The difference between the voluntary and the hybrid idealtypes is not often considered. In the voluntary case the process of production is open for all contributors: deadlines and tasks may be assigned by the organization, but programmers are not completely bound to follow them.
In the hybrid case, volunteers from outside the organization as well as remunerated programmers contribute to the production process. The tasks and timeline are set by the organization and are binding for the remunerated programmers. When the volunteers do not respect deadlines or assignment of task, the remunerated programmers will. And when there are urgent necessities for, e.g., a patch, the hybrid organization may work in house even if this means duplication of volunteer efforts from outside. The American company Red Hat Enterprise is a good example of a hybrid.

Hybrid described how firms make use of open source communities. The firm-community  relationship was then further investigated by Dahlander and Magnusson distinguishing symbiotic, commensalistic, and parasitic approaches.

The symbiotic approach is the most promising. It can bring a vendor straight to the top of the five stages of community open source engagement, as designed by Ian Skerrett. Actors like GroundWork or Google, as recently pointed out by Stephen O’Grady, are already doing it.

The production model affects at large the software life-cycle, resulting in different core capabilities and configuration of activities, namely two of the nine building blocks used to describe an (open source) business model. The result is that a vendor can make R&D savings just standing on the shoulders of open source giants.
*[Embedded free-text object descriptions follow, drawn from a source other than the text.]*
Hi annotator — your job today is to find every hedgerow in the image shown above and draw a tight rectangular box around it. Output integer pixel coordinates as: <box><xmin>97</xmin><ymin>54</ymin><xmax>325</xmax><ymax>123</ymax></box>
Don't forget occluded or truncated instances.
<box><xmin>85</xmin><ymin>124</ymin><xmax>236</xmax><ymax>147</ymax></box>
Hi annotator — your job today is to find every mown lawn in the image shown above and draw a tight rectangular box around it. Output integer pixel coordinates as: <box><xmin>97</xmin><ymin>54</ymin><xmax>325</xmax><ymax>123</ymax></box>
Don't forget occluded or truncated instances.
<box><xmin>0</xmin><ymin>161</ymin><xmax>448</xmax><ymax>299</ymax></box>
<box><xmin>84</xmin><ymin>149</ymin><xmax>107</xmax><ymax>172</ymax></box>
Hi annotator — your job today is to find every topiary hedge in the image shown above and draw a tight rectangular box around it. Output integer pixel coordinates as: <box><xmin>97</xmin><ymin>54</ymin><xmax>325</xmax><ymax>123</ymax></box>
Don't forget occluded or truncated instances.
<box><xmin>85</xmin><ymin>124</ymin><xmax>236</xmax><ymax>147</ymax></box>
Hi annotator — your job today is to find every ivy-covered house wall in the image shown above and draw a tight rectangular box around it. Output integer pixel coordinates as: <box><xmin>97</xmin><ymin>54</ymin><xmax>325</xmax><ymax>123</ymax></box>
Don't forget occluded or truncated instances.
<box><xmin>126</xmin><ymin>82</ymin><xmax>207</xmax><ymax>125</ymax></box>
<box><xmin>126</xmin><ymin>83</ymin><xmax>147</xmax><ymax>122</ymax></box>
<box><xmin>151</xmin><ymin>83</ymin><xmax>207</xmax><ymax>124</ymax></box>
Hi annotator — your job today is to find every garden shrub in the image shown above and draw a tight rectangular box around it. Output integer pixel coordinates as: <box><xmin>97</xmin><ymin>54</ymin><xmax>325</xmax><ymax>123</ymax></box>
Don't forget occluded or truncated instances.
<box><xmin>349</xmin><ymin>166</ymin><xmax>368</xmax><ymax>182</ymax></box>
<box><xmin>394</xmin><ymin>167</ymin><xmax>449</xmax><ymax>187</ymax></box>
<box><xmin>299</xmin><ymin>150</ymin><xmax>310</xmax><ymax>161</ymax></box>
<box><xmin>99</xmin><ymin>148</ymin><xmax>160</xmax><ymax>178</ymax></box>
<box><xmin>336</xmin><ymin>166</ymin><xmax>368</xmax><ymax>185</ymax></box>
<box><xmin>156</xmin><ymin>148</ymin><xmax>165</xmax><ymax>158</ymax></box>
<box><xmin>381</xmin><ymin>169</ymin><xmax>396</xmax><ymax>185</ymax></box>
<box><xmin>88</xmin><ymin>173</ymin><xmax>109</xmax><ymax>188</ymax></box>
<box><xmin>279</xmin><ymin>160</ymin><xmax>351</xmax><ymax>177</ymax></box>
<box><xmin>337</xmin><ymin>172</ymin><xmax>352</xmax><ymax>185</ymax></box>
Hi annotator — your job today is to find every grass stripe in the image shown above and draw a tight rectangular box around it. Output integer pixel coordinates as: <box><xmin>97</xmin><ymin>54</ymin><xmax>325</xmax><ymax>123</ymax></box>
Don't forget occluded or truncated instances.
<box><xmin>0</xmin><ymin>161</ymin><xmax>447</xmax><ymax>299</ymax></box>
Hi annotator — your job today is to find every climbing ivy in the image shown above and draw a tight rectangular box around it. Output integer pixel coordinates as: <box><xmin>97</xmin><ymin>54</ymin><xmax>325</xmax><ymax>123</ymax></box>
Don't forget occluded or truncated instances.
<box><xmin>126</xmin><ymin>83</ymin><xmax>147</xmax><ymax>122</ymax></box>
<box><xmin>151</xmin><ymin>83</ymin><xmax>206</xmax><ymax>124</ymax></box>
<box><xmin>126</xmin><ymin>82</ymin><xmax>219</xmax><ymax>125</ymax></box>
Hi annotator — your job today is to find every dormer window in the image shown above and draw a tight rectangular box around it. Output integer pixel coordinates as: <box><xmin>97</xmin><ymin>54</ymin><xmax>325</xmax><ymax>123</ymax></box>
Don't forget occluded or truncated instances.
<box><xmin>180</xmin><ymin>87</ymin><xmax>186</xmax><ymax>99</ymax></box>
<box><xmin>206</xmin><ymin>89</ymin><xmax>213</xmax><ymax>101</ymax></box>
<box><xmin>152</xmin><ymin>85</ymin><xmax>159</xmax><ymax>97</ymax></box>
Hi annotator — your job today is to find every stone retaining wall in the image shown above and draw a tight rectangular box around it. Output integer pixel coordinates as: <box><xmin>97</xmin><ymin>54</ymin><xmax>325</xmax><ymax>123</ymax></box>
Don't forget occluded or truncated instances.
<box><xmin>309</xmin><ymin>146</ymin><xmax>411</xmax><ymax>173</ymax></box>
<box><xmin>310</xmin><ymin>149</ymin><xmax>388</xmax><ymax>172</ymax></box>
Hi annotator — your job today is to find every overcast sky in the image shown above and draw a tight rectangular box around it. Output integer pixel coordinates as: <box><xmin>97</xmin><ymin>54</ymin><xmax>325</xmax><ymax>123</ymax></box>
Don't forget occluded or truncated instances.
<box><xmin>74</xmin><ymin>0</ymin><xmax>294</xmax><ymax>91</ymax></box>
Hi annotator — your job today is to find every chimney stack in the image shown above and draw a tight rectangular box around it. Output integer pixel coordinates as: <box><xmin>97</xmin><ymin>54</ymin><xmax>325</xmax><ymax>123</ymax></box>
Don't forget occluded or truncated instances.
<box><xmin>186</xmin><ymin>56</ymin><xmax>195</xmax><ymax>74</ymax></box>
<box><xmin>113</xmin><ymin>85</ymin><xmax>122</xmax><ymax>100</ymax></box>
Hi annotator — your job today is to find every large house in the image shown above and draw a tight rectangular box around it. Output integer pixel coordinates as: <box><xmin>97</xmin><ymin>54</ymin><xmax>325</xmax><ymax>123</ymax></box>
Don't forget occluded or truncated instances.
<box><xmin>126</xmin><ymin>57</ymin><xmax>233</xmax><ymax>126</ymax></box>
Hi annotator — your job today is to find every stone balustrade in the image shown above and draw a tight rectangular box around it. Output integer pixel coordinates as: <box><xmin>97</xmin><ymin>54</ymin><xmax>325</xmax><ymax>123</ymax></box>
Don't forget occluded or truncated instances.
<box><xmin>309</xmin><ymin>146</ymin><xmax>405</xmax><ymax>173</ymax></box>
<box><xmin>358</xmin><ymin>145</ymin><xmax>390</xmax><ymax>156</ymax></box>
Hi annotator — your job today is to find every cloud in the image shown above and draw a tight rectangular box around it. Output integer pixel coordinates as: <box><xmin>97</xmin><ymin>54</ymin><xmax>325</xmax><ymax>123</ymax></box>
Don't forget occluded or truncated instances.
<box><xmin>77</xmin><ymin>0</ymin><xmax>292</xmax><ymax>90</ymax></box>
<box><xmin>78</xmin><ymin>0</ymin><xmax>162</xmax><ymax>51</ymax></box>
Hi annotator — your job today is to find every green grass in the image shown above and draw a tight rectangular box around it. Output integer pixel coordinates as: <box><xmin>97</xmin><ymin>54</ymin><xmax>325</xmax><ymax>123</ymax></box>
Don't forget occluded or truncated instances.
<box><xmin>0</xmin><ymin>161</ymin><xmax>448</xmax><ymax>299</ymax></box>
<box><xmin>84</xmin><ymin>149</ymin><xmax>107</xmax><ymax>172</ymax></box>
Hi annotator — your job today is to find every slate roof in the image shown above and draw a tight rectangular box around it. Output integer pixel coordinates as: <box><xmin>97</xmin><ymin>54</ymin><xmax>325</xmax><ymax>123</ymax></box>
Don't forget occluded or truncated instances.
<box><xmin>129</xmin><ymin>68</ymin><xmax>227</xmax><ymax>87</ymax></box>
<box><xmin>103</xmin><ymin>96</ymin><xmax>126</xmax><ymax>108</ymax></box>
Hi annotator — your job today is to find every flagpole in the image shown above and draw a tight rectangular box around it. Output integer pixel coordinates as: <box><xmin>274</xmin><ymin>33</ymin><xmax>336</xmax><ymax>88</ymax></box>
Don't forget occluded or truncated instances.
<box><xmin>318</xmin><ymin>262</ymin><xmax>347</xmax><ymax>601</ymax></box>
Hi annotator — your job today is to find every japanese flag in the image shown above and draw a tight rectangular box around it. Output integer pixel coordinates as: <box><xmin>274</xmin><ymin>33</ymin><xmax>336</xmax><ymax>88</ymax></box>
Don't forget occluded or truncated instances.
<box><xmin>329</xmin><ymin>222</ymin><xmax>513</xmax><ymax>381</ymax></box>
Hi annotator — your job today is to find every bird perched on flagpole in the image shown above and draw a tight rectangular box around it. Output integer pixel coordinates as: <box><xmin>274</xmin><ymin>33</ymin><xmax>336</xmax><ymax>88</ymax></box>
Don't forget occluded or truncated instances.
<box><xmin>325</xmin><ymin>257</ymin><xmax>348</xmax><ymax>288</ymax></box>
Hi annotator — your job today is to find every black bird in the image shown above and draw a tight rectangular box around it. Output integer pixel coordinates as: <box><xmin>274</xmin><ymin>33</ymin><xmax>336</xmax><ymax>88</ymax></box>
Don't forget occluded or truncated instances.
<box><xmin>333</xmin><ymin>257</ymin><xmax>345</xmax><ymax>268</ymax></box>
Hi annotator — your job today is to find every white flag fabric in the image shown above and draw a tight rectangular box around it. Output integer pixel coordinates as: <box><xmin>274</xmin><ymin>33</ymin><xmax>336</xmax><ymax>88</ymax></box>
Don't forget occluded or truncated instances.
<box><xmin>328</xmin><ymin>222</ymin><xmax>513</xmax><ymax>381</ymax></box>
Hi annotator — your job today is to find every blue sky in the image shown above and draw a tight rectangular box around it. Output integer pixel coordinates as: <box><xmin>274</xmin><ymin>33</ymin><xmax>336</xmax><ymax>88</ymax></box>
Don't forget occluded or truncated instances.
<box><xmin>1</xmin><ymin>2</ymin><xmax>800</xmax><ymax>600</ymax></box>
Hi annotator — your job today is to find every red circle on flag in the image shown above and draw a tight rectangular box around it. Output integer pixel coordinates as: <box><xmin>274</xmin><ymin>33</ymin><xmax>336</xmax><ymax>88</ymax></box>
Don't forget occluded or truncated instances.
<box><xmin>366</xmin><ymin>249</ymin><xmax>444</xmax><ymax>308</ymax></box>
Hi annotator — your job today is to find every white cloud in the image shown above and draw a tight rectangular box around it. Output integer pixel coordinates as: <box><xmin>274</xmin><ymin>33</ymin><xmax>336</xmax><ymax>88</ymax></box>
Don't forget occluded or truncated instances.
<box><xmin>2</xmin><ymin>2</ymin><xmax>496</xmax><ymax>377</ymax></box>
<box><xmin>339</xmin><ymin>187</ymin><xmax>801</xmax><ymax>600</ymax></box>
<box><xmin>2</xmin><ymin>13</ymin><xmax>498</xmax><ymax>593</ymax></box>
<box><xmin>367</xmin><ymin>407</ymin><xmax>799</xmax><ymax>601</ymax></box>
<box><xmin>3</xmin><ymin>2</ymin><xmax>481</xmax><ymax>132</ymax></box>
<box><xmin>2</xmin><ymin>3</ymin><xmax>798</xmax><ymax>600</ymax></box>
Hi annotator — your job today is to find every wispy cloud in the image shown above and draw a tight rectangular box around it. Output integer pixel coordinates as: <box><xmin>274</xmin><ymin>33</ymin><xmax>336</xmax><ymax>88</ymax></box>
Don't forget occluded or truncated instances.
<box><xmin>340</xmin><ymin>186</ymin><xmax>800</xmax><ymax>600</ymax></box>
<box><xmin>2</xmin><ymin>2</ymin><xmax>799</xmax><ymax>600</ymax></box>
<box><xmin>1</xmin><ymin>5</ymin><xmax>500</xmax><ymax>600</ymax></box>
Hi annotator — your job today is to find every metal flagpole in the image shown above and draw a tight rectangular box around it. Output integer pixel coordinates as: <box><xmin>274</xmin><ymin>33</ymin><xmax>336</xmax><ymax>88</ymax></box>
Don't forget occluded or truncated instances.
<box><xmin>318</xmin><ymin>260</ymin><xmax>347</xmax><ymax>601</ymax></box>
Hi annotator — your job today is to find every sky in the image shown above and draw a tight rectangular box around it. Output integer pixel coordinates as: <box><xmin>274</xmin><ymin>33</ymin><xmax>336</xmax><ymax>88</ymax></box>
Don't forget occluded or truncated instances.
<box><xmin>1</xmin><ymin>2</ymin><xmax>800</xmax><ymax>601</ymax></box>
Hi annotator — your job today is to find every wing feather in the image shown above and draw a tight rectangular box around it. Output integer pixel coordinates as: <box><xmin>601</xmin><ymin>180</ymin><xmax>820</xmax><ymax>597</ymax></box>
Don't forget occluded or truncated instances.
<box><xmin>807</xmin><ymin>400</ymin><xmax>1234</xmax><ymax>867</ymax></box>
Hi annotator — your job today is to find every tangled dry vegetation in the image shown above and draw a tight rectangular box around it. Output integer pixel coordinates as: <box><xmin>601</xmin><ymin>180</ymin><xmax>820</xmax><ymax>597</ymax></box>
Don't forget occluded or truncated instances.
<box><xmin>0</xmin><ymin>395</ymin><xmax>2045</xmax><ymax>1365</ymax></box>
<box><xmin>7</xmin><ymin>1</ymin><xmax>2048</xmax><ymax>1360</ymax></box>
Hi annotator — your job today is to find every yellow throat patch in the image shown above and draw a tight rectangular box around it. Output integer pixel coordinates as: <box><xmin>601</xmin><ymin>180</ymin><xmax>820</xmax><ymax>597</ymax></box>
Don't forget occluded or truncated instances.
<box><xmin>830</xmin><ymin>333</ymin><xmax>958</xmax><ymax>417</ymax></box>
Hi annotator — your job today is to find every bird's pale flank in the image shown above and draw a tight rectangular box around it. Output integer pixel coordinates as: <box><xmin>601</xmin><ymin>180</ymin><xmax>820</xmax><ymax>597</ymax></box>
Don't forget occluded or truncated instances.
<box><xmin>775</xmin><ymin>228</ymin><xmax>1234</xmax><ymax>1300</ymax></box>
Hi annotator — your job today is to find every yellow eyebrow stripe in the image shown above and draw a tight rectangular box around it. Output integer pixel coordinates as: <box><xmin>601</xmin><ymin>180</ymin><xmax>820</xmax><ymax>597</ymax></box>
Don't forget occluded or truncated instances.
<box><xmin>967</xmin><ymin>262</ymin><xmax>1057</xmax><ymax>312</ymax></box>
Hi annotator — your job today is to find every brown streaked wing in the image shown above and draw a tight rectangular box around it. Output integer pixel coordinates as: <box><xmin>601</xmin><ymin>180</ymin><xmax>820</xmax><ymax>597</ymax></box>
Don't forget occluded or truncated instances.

Moreover, an effective strategy addresses also other issues like building a community and attracting external contributors changes, as originally analyzed by West and O’Mahony.

Open core vendors, i.e. firms spinning out internally developed code, have to face managerial issues related to decision rights and control, since transparency and accessibility affect external participations. With open core vendors copyright and control are in one hand, as a result all kind of commercial services are available by the vendor, but not only.

Brian Gentile disagrees with whom says that the only true open source vendor is who provide identical community and commercial editions, arguing that this argument miss history lesson. I agree. At least as far as open source vendors allow sub-projects creations and/or the right to directly commit software changes on the public repository is allowed.

Pure open source vendors, like the above mentioned Red Hat, have also to address important issues like influencing the community, and can be distinguished on the basis of how they rely on open source external knowledge (accessing, aligning or assimilating it).  All in all legitimacy has to be gained or retained.

But what customers expect? I agree with David Rosenberg, saying:

Open-source companies have to become models of efficiency in every area in order to keep costs down and revenues up. Customers expect open-source alternatives to be 10 percent to 20 percent of the cost of the proprietary product, which means that open-source companies need to be 80 percent to 90 percent more capital-efficient.

Open source vendors, core or not have to go beyond the marketing hype to be so efficient.